As my trash ideas expanded, I felt less sure about how my company would work. The simple dream was getting complicated and losing its charm. I needed a way to hold onto my idea. That’s when I found the Biomimicry Design Toolbox.

The Biomimicry Design Toolbox

The Biomimicry Design Toolbox is “a set of tools and core concepts that can help problem-solvers from any discipline begin to incorporate insights from nature into their solutions.” I sampled some of it and I have to say, it’s powerful!

Using the toolbox gave me a process to think differently about the trash problem. My question started as “How can I help create a new kind of trash company?”, but that quickly changed. That’s OK, but the first thing I learned was that it’s better to use an iterative process if you want to learn from nature how to solve a problem.

The toolbox process starts with functions. In biomimicry, function describes an organism’s purpose and the way it does something. By comparing our design goals with nature’s functions and putting them into context, we can start tapping into 3.8 billion years of nature’s strategy catalog.

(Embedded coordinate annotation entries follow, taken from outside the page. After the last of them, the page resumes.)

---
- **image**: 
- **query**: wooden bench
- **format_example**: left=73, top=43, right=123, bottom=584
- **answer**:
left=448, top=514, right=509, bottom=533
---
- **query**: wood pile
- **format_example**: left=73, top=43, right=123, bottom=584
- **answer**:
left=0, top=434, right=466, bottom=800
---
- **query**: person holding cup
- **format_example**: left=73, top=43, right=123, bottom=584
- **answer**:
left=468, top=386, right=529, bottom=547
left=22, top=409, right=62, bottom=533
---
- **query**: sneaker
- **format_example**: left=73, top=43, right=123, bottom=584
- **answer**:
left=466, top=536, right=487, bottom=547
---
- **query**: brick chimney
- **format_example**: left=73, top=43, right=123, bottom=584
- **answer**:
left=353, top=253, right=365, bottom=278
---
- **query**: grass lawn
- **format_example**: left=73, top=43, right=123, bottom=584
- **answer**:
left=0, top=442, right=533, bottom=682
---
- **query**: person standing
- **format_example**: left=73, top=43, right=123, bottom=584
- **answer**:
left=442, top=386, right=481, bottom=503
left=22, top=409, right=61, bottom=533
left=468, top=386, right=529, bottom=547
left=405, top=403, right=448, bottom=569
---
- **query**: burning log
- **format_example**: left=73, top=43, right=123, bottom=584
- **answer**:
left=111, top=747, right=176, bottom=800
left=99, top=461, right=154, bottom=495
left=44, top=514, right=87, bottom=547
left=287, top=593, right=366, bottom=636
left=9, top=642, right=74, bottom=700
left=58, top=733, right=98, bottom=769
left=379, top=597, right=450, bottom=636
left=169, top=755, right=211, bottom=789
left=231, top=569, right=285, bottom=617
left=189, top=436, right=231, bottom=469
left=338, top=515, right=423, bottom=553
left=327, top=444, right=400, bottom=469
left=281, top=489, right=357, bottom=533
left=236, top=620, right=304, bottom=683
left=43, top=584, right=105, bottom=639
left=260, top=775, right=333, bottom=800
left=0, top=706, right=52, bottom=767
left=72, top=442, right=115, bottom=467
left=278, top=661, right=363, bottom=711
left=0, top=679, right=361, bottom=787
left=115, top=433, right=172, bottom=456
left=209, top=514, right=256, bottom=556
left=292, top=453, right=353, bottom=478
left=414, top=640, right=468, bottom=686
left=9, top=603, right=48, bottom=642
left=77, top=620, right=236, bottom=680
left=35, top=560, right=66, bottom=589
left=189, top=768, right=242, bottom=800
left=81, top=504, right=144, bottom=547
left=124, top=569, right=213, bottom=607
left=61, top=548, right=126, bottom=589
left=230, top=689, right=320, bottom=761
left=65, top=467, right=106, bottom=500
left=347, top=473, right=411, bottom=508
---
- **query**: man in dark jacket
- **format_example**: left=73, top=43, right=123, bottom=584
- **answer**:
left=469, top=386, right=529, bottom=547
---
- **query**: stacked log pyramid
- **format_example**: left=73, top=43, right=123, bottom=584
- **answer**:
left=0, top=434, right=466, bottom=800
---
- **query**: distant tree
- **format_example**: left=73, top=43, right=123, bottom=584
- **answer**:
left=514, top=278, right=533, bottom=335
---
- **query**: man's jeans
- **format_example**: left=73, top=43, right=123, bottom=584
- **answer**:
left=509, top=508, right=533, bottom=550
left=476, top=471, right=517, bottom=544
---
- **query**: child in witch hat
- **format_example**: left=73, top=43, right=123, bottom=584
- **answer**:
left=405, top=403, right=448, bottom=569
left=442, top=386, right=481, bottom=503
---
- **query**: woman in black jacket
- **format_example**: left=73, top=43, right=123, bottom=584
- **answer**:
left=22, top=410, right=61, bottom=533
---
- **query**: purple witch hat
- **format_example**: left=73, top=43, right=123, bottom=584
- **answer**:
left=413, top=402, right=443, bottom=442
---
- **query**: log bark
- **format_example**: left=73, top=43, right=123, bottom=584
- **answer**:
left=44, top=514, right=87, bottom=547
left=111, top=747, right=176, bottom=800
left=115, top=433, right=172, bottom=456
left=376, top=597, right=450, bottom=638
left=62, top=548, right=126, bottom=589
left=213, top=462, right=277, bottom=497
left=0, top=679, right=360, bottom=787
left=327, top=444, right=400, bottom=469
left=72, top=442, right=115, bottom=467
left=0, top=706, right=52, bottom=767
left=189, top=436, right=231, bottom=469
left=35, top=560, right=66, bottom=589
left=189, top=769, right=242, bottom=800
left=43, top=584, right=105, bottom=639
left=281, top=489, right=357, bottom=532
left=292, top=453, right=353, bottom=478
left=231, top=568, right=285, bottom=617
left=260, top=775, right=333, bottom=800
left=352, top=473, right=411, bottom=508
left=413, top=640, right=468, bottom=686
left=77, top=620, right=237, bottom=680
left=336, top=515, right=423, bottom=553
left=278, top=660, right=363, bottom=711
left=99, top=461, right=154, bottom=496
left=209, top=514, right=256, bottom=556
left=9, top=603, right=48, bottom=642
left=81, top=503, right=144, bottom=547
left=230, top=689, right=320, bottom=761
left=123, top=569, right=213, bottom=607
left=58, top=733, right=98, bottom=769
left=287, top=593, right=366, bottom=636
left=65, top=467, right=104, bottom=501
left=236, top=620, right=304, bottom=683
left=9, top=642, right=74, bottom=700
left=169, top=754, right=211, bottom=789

As a designer looking for ideas in nature, I followed the process and asked myself “What do I want my trash company design to do?” and “How does nature prevent waste from getting out of control?” By studying the toolbox, I learned that life on earth is a system where everything is connected.

Then, I thought again about our mountains of trash. Where does it come from? Where does it all go? I searched to find one organism with special functions that I could introduce to help get trash under control. But in nature, there is no trash: everything that it creates eventually gets reused or becomes part of another system. While I could look to decomposers, like mycelium, I wanted a different approach. And that’s when I got my big idea!

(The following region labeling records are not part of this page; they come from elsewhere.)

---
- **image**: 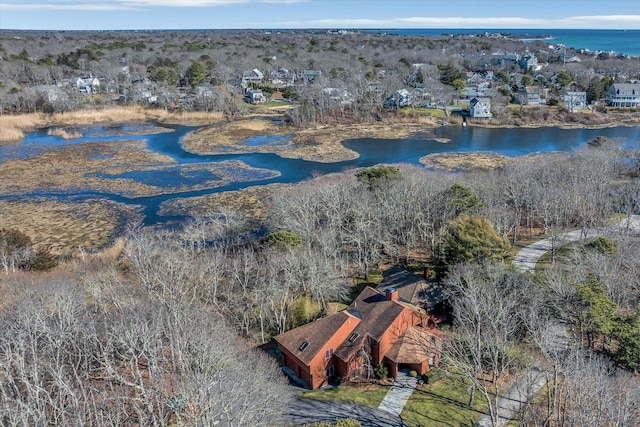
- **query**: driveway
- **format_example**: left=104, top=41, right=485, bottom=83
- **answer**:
left=478, top=215, right=640, bottom=427
left=282, top=398, right=408, bottom=427
left=512, top=215, right=640, bottom=272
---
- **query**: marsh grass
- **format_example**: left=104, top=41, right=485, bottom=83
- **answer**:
left=0, top=107, right=224, bottom=144
left=182, top=119, right=433, bottom=163
left=420, top=153, right=510, bottom=170
left=0, top=199, right=141, bottom=256
left=47, top=128, right=82, bottom=139
left=160, top=184, right=287, bottom=222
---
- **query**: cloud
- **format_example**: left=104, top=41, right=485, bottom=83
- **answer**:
left=282, top=15, right=640, bottom=29
left=0, top=0, right=309, bottom=11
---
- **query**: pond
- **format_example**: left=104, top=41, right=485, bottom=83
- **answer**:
left=0, top=124, right=640, bottom=224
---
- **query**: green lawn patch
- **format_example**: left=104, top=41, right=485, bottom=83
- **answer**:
left=401, top=377, right=483, bottom=427
left=301, top=385, right=389, bottom=408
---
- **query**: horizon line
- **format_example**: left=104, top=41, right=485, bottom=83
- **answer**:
left=5, top=27, right=640, bottom=32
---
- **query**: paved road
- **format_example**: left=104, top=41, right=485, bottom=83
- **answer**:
left=378, top=371, right=418, bottom=416
left=478, top=215, right=640, bottom=427
left=512, top=215, right=640, bottom=272
left=282, top=398, right=408, bottom=427
left=478, top=368, right=547, bottom=427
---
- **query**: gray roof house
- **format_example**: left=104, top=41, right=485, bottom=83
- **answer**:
left=607, top=83, right=640, bottom=107
left=518, top=86, right=544, bottom=105
left=244, top=89, right=267, bottom=104
left=302, top=70, right=322, bottom=85
left=469, top=98, right=493, bottom=119
left=560, top=92, right=587, bottom=112
left=242, top=68, right=264, bottom=85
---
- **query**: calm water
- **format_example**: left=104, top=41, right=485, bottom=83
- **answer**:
left=369, top=28, right=640, bottom=56
left=0, top=126, right=640, bottom=224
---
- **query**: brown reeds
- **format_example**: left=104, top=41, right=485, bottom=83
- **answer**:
left=0, top=107, right=225, bottom=144
left=47, top=128, right=82, bottom=139
left=0, top=113, right=46, bottom=144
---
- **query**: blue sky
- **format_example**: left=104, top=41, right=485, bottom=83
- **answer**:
left=0, top=0, right=640, bottom=30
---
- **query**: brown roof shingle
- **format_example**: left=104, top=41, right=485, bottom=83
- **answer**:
left=274, top=311, right=360, bottom=365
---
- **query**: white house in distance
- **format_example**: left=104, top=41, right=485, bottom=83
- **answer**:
left=607, top=83, right=640, bottom=107
left=71, top=76, right=100, bottom=94
left=242, top=68, right=264, bottom=85
left=244, top=89, right=267, bottom=104
left=469, top=98, right=493, bottom=119
left=560, top=92, right=587, bottom=112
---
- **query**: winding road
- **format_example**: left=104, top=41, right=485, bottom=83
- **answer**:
left=478, top=215, right=640, bottom=427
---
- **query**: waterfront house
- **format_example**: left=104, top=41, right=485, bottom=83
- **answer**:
left=244, top=89, right=267, bottom=104
left=469, top=98, right=493, bottom=119
left=518, top=86, right=544, bottom=105
left=383, top=89, right=411, bottom=108
left=302, top=70, right=322, bottom=85
left=242, top=68, right=264, bottom=87
left=560, top=92, right=587, bottom=112
left=274, top=272, right=444, bottom=389
left=607, top=83, right=640, bottom=107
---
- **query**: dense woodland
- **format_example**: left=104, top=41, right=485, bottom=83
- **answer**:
left=0, top=27, right=640, bottom=427
left=0, top=140, right=640, bottom=426
left=0, top=30, right=640, bottom=124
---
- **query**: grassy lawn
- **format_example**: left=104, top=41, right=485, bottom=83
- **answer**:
left=301, top=385, right=389, bottom=408
left=401, top=377, right=483, bottom=427
left=536, top=242, right=583, bottom=272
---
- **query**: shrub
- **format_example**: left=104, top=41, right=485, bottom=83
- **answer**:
left=374, top=363, right=389, bottom=380
left=422, top=368, right=446, bottom=384
left=264, top=230, right=302, bottom=250
left=587, top=236, right=618, bottom=254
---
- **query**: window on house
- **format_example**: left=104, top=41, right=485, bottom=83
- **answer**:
left=327, top=366, right=335, bottom=378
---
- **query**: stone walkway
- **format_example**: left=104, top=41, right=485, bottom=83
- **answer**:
left=378, top=371, right=418, bottom=416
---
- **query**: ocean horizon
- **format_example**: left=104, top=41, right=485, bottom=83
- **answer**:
left=362, top=28, right=640, bottom=56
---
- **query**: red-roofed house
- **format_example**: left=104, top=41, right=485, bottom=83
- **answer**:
left=274, top=287, right=442, bottom=389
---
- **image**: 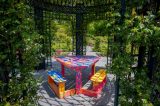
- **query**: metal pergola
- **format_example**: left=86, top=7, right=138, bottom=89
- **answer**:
left=30, top=0, right=113, bottom=68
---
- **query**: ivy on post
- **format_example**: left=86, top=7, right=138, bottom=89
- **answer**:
left=34, top=7, right=46, bottom=69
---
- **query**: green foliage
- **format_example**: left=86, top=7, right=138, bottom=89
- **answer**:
left=112, top=10, right=160, bottom=106
left=0, top=0, right=40, bottom=106
left=51, top=21, right=72, bottom=52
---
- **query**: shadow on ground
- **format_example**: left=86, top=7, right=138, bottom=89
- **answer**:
left=35, top=61, right=115, bottom=106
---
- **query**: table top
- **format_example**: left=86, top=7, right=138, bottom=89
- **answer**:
left=48, top=70, right=66, bottom=83
left=56, top=56, right=100, bottom=70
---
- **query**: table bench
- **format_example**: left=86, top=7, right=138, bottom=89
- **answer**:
left=48, top=71, right=66, bottom=98
left=90, top=69, right=106, bottom=94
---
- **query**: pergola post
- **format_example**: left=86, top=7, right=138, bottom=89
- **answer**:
left=34, top=7, right=45, bottom=69
left=76, top=13, right=84, bottom=55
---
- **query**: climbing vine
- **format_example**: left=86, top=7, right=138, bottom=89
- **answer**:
left=0, top=0, right=40, bottom=106
left=112, top=2, right=160, bottom=106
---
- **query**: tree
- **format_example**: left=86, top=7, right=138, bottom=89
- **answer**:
left=0, top=0, right=40, bottom=106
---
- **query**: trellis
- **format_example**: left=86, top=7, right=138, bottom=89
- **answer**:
left=30, top=0, right=113, bottom=68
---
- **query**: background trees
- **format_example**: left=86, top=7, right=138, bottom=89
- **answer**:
left=0, top=0, right=40, bottom=106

Shifting from Linear to Circular Systems

The big idea that hit me suddenly was that if we want to get trash under control and to stop destroying our environment at an insane rate, maybe we need our own circular system, where everything is a nutrient to something else and nothing is seen as waste — just like in nature. Turns out I’m not the first person to think like this, and that’s how I discovered “the circular economy”.

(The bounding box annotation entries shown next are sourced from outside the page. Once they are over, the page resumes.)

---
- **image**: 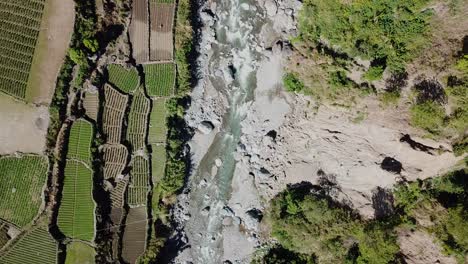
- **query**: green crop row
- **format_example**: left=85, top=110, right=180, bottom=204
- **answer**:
left=143, top=63, right=175, bottom=97
left=107, top=64, right=140, bottom=93
left=148, top=98, right=167, bottom=144
left=0, top=228, right=57, bottom=264
left=127, top=89, right=150, bottom=151
left=57, top=160, right=94, bottom=241
left=67, top=119, right=93, bottom=164
left=0, top=156, right=48, bottom=227
left=0, top=0, right=45, bottom=100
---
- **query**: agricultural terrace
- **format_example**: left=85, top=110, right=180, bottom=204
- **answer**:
left=148, top=98, right=167, bottom=144
left=149, top=0, right=175, bottom=61
left=127, top=156, right=149, bottom=207
left=82, top=91, right=99, bottom=121
left=127, top=88, right=151, bottom=151
left=0, top=0, right=45, bottom=100
left=102, top=84, right=128, bottom=143
left=122, top=206, right=147, bottom=263
left=67, top=119, right=94, bottom=164
left=107, top=64, right=140, bottom=93
left=128, top=0, right=149, bottom=64
left=0, top=228, right=57, bottom=264
left=0, top=155, right=48, bottom=227
left=143, top=63, right=176, bottom=97
left=151, top=144, right=166, bottom=185
left=65, top=242, right=96, bottom=264
left=103, top=144, right=128, bottom=180
left=57, top=160, right=94, bottom=241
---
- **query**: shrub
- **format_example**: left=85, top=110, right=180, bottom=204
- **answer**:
left=363, top=66, right=384, bottom=81
left=283, top=73, right=304, bottom=92
left=410, top=101, right=445, bottom=135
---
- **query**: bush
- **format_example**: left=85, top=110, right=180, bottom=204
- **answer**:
left=283, top=73, right=304, bottom=92
left=410, top=101, right=445, bottom=135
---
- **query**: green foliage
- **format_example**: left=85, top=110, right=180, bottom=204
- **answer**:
left=299, top=0, right=431, bottom=72
left=363, top=66, right=384, bottom=81
left=410, top=101, right=445, bottom=135
left=283, top=73, right=304, bottom=92
left=269, top=190, right=398, bottom=263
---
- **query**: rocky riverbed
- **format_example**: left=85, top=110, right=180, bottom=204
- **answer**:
left=174, top=0, right=460, bottom=263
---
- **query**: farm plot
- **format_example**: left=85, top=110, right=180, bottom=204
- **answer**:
left=103, top=144, right=128, bottom=180
left=127, top=156, right=150, bottom=207
left=65, top=242, right=96, bottom=264
left=67, top=119, right=94, bottom=164
left=0, top=155, right=48, bottom=227
left=149, top=1, right=175, bottom=61
left=129, top=0, right=149, bottom=64
left=0, top=0, right=45, bottom=100
left=102, top=84, right=128, bottom=144
left=0, top=227, right=57, bottom=264
left=127, top=88, right=151, bottom=152
left=143, top=63, right=175, bottom=97
left=107, top=64, right=140, bottom=93
left=83, top=91, right=99, bottom=121
left=148, top=98, right=167, bottom=144
left=122, top=206, right=148, bottom=263
left=57, top=160, right=94, bottom=241
left=151, top=144, right=166, bottom=185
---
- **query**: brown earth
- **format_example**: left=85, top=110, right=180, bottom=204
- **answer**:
left=150, top=2, right=175, bottom=61
left=122, top=206, right=148, bottom=263
left=129, top=0, right=149, bottom=64
left=26, top=0, right=75, bottom=105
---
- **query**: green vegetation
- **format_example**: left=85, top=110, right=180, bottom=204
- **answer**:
left=127, top=156, right=150, bottom=207
left=67, top=119, right=94, bottom=164
left=264, top=166, right=468, bottom=264
left=127, top=88, right=151, bottom=151
left=283, top=73, right=304, bottom=92
left=65, top=242, right=96, bottom=264
left=0, top=0, right=45, bottom=100
left=107, top=64, right=140, bottom=93
left=0, top=227, right=57, bottom=264
left=174, top=0, right=194, bottom=95
left=143, top=63, right=175, bottom=97
left=0, top=156, right=48, bottom=227
left=148, top=98, right=167, bottom=144
left=299, top=0, right=431, bottom=73
left=57, top=160, right=94, bottom=241
left=269, top=190, right=399, bottom=263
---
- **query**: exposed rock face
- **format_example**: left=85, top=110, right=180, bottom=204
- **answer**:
left=398, top=230, right=457, bottom=264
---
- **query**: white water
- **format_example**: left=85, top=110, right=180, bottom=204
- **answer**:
left=187, top=0, right=260, bottom=264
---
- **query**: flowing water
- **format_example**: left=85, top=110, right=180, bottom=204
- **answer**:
left=188, top=0, right=261, bottom=264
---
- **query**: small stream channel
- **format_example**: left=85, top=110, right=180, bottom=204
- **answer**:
left=186, top=0, right=261, bottom=264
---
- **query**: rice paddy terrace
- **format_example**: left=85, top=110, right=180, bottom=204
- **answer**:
left=0, top=0, right=177, bottom=264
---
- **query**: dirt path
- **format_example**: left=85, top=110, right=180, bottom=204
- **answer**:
left=26, top=0, right=75, bottom=105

According to the Ellen MacArthur Foundation, unlike today’s linear model where resources are extracted, produced, and eventually trashed, a circular economy is “restorative and regenerative by design… based on three principles:

  1. Design out waste and pollution
  2. Keep products and materials in use
  3. Regenerate natural systems”

To me, this circular approach makes more sense than only redesigning materials, because it gives us the opportunity to rethink the whole system and at all stages of use. It’s bigger than the idea of “a new kind of trash company” that would still be stuck in today’s unsustainable linear system.

Rethinking the Whole System: A Clean Start

New materials, synthetic biology, and a circular economy are still in their early stages. As with any exponential technology, trends start small before taking off. There are dozens of design competitions around the world like Circular Economy 2030, OPENIDEO, Solve by MIT, and of course, the Biomimicry Global Design Challenge, among many others. I am optimistic that a circular economy is achievable in our lifetime.

Looking back on the last few weeks, I see that everything is the result of a design, whether it’s accidental, deliberate, or divine. What started as a reflection exercise and a notebook sitting next to rows of tomato plants has grown into an awareness of what a really different future could look like. Going through this process showed me how the combined powers of science, technology, and design just might be enough to help us meet the ultimate challenge: shifting from the “take, make, and waste” world we’re living in today into a new kind of economy that is healthier, more sustainable, and better for all of us by design.


Sophia Stiles is a high school student based in California. In her free time she enjoys drawing and taking walks with her family.